AzureAD
MSAL Config Preferred Browser Only Takes a Single Browser. Make it Multiple.
context When a user uses a passkey to login with MSAL, it fails with Firefox as Firefox does not support FIDO2/Passkeys.
Problem Within the MSAL Configuration, you can set a preferred browser but you can only set a single one.
Let's say a user's device has Google Chrome, Brave Browser and Firefox installed with Firefox as their default browser. If the preferred browser is set to Google Chrome then there's no problem here. However, if the user does not have Google Chrome installed but only has Firefox (default browser) and Brave Browser installed then it would use Firefox since Brave Browser was not set as the preferred browser in the MSAL configuration.

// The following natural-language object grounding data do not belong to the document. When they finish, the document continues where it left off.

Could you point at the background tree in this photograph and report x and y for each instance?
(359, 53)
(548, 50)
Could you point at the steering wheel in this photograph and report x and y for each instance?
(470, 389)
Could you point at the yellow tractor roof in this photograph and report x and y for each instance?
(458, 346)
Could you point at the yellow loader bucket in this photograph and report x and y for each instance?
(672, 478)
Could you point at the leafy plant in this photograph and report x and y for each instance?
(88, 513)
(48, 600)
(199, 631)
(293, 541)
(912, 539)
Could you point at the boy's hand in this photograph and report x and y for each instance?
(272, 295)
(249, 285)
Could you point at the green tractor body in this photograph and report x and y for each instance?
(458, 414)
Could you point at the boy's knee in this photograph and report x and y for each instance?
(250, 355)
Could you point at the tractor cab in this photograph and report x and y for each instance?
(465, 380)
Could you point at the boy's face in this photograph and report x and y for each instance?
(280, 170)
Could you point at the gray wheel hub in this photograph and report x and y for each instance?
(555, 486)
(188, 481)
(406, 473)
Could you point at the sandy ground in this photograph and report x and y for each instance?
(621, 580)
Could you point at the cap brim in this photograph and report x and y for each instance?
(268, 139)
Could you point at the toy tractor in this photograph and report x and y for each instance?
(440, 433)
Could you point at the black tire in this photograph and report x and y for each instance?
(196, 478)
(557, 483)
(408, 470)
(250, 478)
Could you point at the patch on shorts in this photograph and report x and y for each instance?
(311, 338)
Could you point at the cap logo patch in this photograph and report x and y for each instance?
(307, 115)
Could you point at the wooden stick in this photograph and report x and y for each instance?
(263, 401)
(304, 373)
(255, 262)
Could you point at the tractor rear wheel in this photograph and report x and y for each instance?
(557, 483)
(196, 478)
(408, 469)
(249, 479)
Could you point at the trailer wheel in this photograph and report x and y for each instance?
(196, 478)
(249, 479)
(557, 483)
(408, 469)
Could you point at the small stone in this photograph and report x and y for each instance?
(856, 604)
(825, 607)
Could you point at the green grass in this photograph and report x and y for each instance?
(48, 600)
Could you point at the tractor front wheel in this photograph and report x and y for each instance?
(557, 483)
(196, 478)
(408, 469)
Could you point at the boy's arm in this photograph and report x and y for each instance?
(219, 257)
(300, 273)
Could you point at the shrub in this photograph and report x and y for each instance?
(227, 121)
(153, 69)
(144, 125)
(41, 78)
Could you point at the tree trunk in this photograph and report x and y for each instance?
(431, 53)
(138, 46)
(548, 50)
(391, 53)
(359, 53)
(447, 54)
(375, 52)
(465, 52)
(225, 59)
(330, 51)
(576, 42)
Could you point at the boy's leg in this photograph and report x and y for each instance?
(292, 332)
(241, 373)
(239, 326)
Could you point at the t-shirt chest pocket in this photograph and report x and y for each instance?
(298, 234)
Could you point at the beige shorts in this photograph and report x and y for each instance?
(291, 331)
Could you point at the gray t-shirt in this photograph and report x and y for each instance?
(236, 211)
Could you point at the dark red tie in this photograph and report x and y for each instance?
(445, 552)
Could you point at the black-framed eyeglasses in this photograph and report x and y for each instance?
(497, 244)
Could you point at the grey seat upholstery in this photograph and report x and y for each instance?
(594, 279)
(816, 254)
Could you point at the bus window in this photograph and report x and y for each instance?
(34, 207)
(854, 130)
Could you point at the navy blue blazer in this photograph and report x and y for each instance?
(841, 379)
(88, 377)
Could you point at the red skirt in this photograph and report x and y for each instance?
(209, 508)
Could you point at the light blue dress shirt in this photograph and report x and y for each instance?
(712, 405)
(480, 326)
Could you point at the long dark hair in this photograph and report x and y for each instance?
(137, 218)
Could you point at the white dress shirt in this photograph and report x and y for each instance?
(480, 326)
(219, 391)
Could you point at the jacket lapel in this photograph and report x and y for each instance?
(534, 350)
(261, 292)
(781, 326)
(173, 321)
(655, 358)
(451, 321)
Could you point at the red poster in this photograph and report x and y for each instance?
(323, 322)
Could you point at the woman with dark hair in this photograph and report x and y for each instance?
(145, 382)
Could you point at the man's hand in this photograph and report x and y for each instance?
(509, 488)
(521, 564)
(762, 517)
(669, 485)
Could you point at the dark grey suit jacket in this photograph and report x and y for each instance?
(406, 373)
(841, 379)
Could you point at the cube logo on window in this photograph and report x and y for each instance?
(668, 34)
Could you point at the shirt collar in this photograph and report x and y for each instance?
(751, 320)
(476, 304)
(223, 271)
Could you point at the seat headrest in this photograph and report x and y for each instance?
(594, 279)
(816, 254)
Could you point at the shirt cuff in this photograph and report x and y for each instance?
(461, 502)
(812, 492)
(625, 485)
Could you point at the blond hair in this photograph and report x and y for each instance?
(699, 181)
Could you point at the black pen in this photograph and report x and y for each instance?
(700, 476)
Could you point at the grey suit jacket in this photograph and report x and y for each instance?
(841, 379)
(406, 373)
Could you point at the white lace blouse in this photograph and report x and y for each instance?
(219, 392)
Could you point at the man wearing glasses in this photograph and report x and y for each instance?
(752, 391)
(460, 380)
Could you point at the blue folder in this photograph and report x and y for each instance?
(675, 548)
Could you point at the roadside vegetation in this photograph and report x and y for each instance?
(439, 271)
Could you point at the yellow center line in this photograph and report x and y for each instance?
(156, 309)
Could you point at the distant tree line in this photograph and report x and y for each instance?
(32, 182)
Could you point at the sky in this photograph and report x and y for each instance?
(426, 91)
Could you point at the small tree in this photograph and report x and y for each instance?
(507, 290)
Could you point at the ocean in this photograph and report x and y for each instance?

Describe the solution you'd like Allow multiple preferred browsers to be configured in MSAL config
Describe alternatives you've considered N/A
Hello, thanks for bringing this to our attention. We do have a configuration setting for setting a safelist of browsers. Please reference this configuration file https://github.com/AzureAD/microsoft-authentication-library-for-android/blob/dev/msal/src/main/res/raw/msal_default_config.json, and you can override the field in your configuration file with the same list, but remove Firefox. This will make it so MSAL will not route auth requests through firefox. Let us know if that is a satisfactory solution.
That doesn't work.
Due to this line of code, which I have linked here: https://github.com/AzureAD/microsoft-authentication-library-for-android/blob/960bc92c9dd6f4cd2fe4574558eadde6e46d8148/msal/src/main/java/com/microsoft/identity/client/PublicClientApplicationConfiguration.java#L505
The line above means that the new browser safe list just gets added to the default browser safe list. It should be overwriting what's within the default browse safe list. This means browsers that I don't want to be used, e.g. Firefox, will never be removed from the final list of browsers.
You need to add a capability to completely override the browser safe list.